Thanks, all. I remember the 250 typewriter days.


----------



## Hope (Nov 28, 2014)

she-la-ti-da said:


> It's somewhere around 300 to about 350 words for a page by Amazon's reckoning, though we don't actually know for sure. I suspect they actually go by character count, which includes punctuation and the enter key as well as letters and spaces. The 250 word count comes from the old days when people wrote on typewriters, double spaced in TNR or Courier.


I agree with this. I have a series of seven novellas and the second shortest book has the most pages, according to Amazon. I think I might have seen where Amanda said if a book has a lot of dialogue, it will end up with a higher page count.


----------



## notjohn (Sep 9, 2016)

I used to figure 400 words per page for a print edition, 250 words for a Kindle "page." But since Amazon has been paying a fraction of a penny per page,. the count has clearly gone up. I suspect it's now more like 350 words, and any page that in a traditional print edition would have no or lower-case roman numerals is not counted at all.

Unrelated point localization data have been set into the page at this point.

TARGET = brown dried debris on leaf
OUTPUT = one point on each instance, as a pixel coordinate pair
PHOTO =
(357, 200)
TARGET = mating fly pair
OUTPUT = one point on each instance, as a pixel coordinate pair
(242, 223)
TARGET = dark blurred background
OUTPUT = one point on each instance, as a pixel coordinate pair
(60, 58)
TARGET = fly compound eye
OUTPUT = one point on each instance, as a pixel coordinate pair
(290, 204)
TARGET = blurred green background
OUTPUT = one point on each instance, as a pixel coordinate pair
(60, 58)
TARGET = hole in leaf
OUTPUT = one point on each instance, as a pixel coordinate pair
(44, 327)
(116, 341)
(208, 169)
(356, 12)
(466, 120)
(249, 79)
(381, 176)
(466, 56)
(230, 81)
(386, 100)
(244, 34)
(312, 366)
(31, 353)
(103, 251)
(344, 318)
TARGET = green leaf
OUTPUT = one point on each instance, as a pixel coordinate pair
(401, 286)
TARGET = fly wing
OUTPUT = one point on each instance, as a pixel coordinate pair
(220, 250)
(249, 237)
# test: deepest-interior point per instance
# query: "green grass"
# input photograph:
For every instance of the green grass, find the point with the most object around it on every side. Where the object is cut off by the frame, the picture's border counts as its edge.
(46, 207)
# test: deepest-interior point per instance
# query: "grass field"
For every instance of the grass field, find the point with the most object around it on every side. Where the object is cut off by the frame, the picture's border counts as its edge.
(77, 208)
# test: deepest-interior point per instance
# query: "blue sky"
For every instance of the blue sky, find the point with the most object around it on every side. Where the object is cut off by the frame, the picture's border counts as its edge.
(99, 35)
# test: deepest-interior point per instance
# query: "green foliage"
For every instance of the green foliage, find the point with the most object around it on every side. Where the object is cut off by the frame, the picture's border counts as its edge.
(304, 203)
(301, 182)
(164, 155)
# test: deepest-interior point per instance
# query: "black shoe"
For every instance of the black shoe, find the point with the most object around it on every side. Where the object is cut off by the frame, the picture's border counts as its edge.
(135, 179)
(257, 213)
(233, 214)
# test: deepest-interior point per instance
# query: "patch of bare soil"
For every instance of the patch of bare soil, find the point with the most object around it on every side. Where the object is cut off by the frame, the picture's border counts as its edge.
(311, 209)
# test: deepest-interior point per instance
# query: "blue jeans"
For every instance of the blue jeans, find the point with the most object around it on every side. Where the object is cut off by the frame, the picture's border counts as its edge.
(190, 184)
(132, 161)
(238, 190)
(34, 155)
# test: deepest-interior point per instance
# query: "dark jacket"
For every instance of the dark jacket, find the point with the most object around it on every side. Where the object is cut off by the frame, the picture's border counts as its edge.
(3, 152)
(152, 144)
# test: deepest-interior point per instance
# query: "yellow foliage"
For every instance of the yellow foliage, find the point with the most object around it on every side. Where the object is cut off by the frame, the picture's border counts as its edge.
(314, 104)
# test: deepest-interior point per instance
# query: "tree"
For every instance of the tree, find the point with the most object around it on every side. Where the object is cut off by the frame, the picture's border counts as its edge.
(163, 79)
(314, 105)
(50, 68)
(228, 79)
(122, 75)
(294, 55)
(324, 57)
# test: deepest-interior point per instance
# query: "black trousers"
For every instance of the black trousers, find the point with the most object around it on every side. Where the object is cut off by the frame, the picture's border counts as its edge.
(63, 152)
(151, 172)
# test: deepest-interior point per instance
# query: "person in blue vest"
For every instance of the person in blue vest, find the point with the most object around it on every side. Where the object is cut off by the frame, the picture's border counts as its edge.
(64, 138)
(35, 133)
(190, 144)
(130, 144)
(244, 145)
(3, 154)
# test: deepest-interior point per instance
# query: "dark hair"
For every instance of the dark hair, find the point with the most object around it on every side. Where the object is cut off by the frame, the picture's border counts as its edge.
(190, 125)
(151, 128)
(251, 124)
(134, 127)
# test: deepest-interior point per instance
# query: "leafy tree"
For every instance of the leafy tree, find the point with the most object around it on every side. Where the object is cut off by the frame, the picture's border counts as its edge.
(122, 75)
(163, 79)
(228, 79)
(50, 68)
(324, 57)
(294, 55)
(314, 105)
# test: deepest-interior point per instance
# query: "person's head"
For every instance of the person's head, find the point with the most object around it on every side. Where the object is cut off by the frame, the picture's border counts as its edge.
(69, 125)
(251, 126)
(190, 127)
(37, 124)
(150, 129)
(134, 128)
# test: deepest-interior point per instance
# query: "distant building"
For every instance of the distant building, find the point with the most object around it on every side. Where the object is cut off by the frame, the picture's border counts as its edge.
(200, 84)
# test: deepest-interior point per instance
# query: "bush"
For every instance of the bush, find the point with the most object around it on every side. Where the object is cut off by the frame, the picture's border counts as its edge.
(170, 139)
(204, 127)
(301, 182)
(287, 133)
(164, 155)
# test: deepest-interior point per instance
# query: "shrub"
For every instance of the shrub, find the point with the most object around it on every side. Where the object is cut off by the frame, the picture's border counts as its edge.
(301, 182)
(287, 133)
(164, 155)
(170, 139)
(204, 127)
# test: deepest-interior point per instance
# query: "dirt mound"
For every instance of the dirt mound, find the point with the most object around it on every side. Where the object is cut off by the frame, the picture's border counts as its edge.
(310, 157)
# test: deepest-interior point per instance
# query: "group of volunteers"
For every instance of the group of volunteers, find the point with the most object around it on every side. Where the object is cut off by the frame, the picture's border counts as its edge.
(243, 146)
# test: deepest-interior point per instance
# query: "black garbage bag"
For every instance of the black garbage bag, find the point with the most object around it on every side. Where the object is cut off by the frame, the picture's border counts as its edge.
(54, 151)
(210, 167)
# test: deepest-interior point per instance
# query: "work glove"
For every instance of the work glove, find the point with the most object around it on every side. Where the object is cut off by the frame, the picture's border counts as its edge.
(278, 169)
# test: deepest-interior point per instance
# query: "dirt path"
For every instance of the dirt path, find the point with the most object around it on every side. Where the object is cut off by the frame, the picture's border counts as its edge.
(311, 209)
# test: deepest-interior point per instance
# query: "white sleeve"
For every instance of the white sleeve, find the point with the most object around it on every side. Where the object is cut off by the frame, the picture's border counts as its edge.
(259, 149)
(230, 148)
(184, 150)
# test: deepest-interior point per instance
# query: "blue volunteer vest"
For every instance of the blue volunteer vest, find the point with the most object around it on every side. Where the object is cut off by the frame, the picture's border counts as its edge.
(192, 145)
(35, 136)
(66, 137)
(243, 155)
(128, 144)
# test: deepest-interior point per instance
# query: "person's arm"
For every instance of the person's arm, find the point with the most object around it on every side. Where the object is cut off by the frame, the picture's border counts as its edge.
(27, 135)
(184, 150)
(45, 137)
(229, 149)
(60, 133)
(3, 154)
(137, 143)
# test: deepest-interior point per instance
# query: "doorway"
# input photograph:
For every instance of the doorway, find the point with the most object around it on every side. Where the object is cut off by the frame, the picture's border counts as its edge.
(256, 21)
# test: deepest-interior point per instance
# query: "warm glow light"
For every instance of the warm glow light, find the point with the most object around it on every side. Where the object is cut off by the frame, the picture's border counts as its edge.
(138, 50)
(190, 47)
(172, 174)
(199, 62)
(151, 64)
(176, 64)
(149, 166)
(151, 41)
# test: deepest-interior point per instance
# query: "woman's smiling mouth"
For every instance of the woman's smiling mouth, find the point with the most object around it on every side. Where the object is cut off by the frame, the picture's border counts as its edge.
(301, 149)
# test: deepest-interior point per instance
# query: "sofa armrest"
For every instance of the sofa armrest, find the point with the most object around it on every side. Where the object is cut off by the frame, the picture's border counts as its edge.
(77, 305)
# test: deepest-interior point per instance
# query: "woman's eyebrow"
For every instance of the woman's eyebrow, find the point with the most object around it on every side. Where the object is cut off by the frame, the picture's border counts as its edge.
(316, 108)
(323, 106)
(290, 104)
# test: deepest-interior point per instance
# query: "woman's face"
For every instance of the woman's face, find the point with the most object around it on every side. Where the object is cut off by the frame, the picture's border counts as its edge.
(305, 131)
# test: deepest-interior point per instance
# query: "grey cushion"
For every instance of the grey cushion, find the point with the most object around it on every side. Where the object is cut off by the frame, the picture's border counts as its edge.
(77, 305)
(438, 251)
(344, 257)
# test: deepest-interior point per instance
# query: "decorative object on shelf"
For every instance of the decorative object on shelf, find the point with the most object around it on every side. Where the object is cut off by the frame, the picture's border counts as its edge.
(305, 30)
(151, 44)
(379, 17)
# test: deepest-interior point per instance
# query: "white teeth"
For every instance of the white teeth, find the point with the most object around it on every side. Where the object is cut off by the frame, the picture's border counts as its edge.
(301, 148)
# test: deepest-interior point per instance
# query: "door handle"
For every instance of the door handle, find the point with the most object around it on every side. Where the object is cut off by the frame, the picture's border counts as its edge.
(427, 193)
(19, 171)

If there's a print edition, the Kindle edition usually though not always changes from the Amazon estimate to the actual print count, which in the past has always represented a drop.


----------



## Lummox JR (Jul 1, 2012)

My first book was given 375 words per page as the estimate, and came out almost exactly where the print edition did. From what I understand, Amazon's WPP rating varies a lot and depends on many factors. It appears to definitely be influenced by the format of the book, including the page size in the original document even though that doesn't mean anything to the Kindle edition. (I expressed some skepticism at that, but another author who had experimented with it assured me it was true.)

What I'm more interested in knowing is how they calculate KENP. I doubt that's based on a strict word count either. For what it's worth as a data point though, my newest release is 118K words and 653 KENP, so it's about 180.7 words per KENP.

Word count per page is really a very outdated metric. You often hear the "fact" bandied about that 250 wpp is the norm, but that's for manuscripts only and it _never_ applied meaningfully to anything else--but because of misinformation, a lot of authors have treated it as gospel and have as a result wildly inflated the page counts they tell their readers about. Most novels tend toward 300-350 wpp but as I mentioned there are outliers.

IMO, if you choose to include word and/or page count in a fact line, the word count is more important. A page count without a word count is useless, because you don't know if the author was basing that on a paperback version or their word processor or the aforementioned misinformation. Word count is the only meaningful indicator of length.


----------



## Dpock (Oct 31, 2016)

I'm showing 338 store front pages on an 81k book, so about 240 words per page.


----------



## unkownwriter (Jun 22, 2011)

There's an old thread around here someplace where people were experimenting, trying to figure out how Amazon determined KENPC, and it turns out that if you take the number of characters and divide it by 1000 (I'm pretty sure that's it), you end up pretty close to the KENPC given you. I've tried this on several of my books, going by a spreadsheet I have, and it works out pretty close.

Amazon has said they don't count front matter when figuring out KENPC, but do include back matter, which is why we have the padding of extra books to expand the pay out. My feeling is, maybe they should stop counting back matter as well, but they don't listen to me.


----------



## Guest (Jun 26, 2017)

she-la-ti-da said:


> Amazon has said they don't count front matter when figuring out KENPC, but do include back matter, which is why we have the padding of extra books to expand the pay out. My feeling is, maybe they should stop counting back matter as well, but they don't listen to me.


That's because people don't always read the front matter, when I open a kindle ebook it automatically skips it.


----------



## Forgettable (Oct 16, 2015)

.


----------



## skylarker1 (Aug 21, 2016)

C. Gold said:


> Roughly 300 words per Kindle page.


Well, that explains how my children's 'how-to' craft book (32 pages in print and heavy on illustrations) can be listed at ten pages.


----------



## Lummox JR (Jul 1, 2012)

skylarker1 said:


> Well, that explains how my children's 'how-to' craft book (32 pages in print and heavy on illustrations) can be listed at ten pages.


Except C. Gold is wrong; 300 wpp is incorrect.

It's clear from the evidence that Amazon's page count estimate is not based on word count at all. From others who have experimented, it does seem to change with the page dimensions even though those are not relevant to an ebook. My best guess is that they're running it through some kind of formatter, so that the estimate would vary based on writing style, page breaks, and other factors.


----------